I think I just went through the summer and nearly missed it. I travelled up to Stockport to fish the River Goyt on Saturday and from then until late Sunday when I returned there was NO rain and the sun shone for much of the time. Of course as I got back towards Birmingham it started to rain again just to remind me what it looked like.
The river level was well down on that experienced recently and it was falling all the time I was there, but the fish were at least willing to have an occasional go. My first choice of swim looked brilliant though soon after starting I realised it would probably be too shallow to give a chance in daylight. When I began it could have been perhaps two foot but with that dropping level it would have been around one foot by the time I left. I did not spend too long in this swim before I moved for one that would be slightly deeper, perhaps three foot or so. The section of river I was fishing is generally quite shallow in normal summer conditions and more than four foot would be classed as a deep hole so fast shallow runs are the order of the day. Another problem I found on the river was that of a snag ridded bottom, the river’s, not mine! To my eye it seems that the land surrounding the river is made up of rock and sand, within the river’s course the sand has been washed away and in many areas and you are left with the rocks and pebbles that remained behind. It was quite noticeable from my trips at the back end of last season how sandbanks and pebble strewn sections had moved in the floods, gone from one area only to appear elsewhere. The problem was that within these rocky sections your lead or feeder would be trapped more often than not when you came to recast, a real tackle graveyard.

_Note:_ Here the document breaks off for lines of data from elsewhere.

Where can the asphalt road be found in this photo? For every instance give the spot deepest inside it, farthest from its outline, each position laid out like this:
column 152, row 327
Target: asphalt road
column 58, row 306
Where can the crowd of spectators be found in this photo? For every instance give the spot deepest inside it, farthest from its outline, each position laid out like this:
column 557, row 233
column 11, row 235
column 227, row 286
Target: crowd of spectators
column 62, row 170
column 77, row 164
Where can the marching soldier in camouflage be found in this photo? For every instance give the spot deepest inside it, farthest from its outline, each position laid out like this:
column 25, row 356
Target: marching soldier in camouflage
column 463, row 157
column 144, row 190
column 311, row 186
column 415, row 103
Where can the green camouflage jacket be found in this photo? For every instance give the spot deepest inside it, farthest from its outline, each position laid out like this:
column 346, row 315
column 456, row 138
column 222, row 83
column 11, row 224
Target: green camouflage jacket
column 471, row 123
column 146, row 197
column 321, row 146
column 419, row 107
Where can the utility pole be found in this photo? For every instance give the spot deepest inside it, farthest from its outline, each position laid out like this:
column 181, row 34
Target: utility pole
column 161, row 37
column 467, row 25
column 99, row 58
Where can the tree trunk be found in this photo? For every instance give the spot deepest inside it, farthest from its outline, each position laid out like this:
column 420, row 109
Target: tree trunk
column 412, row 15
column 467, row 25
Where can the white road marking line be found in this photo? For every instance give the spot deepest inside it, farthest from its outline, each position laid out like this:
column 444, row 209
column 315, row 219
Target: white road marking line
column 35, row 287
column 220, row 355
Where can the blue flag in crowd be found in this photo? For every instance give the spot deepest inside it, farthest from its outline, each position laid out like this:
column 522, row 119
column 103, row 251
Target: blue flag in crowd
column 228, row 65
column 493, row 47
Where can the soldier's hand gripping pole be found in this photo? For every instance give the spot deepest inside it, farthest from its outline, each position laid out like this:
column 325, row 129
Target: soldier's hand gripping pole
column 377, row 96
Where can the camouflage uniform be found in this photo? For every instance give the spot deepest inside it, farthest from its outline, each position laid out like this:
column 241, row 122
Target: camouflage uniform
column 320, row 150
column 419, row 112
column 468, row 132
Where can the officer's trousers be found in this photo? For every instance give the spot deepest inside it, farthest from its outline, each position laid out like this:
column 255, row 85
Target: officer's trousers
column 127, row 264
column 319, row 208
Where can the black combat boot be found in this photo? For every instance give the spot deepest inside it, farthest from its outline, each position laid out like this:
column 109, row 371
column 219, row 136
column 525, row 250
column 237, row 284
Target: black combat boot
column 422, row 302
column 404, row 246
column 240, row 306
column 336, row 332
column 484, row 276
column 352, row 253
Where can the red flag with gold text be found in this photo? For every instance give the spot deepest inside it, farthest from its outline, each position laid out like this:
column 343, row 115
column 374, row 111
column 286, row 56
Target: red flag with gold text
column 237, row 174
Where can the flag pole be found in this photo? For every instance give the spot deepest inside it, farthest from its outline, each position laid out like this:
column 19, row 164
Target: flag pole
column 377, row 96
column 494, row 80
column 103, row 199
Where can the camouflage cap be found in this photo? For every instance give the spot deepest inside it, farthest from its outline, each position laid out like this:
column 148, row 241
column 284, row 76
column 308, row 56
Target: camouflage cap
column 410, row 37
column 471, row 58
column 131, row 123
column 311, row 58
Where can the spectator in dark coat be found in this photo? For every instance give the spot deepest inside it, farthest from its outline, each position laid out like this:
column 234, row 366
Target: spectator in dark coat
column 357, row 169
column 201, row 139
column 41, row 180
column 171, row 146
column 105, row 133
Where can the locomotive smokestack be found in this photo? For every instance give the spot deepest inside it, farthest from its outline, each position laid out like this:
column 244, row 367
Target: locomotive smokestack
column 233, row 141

A pebble strewn shallow area can been seen on the far bend
I’ve not mentioned my tackle for some time so for the new reader of the blog here is a brief description. As a general guide I use a pair of 1.75 12ft Drennan Power Barbel rods only going to the 2lb test model for big rivers like the Trent or Severn in flood when I might wish to use several ounces of lead to hold in the flow. The reels are a pair of Shimano 5000’s loaded with 12lb line; I never go below this strength when barbel fishing since there seems no reason to do so and every reason not to. I use a dual form of hook link made up of about 12 inches of 15lb Pro Gold mono to act as a stiff link and using loop to loop method [each of these tied with a figure of eight] I attach about 4 inches of 15lb Stren Powerbraid. For the hook I use the size 8 Drennan Continental Carp and this is tied using a knotless knot to leave about a 25mm hair to take the bait. If chub are being a real pain I would increase this hair length by 5mm or more in order to reduce the number of times the chub get hooked. I always use the bait runner system on the reels since I would always wait for a positive take with line being stripped of the reel at pace. The only posible change to this would be fishing next to a snag, but even then I would still prefer to sit away from the problem, then I would attempt to bring the fish out of the snag to my baited area.
Enough of tackle, let’s get fishing. Many times you will have read that the first order of the day is to lay the table, so after setting up the rod I bait drop perhaps 12 or more droppers of hemp and a few more drops with either broken boilies or pellets. This trip I intended to use both so I loaded the dropper with both in order to give the fish a choice. I have seen it said that you do not mix the baits in the swim, only using what is on the hook; I’ve not found this to be the case and will often use several different hook baits over the course of a single session and catch on two or three different offerings. Try to keep an open mind since the playing field is forever altering.
Once this was done I could sit back and relax in the unusual sunshine beating down from above. The water was still quite heavily coloured, looking more like weak tea than clear water so I was still confident that the barbel could be caught throughout the daylight hours, but I waited in vain. As the light disappeared I finally got my first Goyt barbel and at 8lb-3oz it was worth waiting for. It fell to a 10mm meaty type boilie and that accounted for two of the three barbel I caught on this trip, one of about 4lb followed this one and then another of 7lb-10oz during the following afternoon. I also lost a fish that ran upstream and snagged on a rock just waiting for my tackle to arrive at that point. That was it then, three barbel in 36 hours, not too bad but I’ll need to return in order to try for that double that will eventually fall to my rods.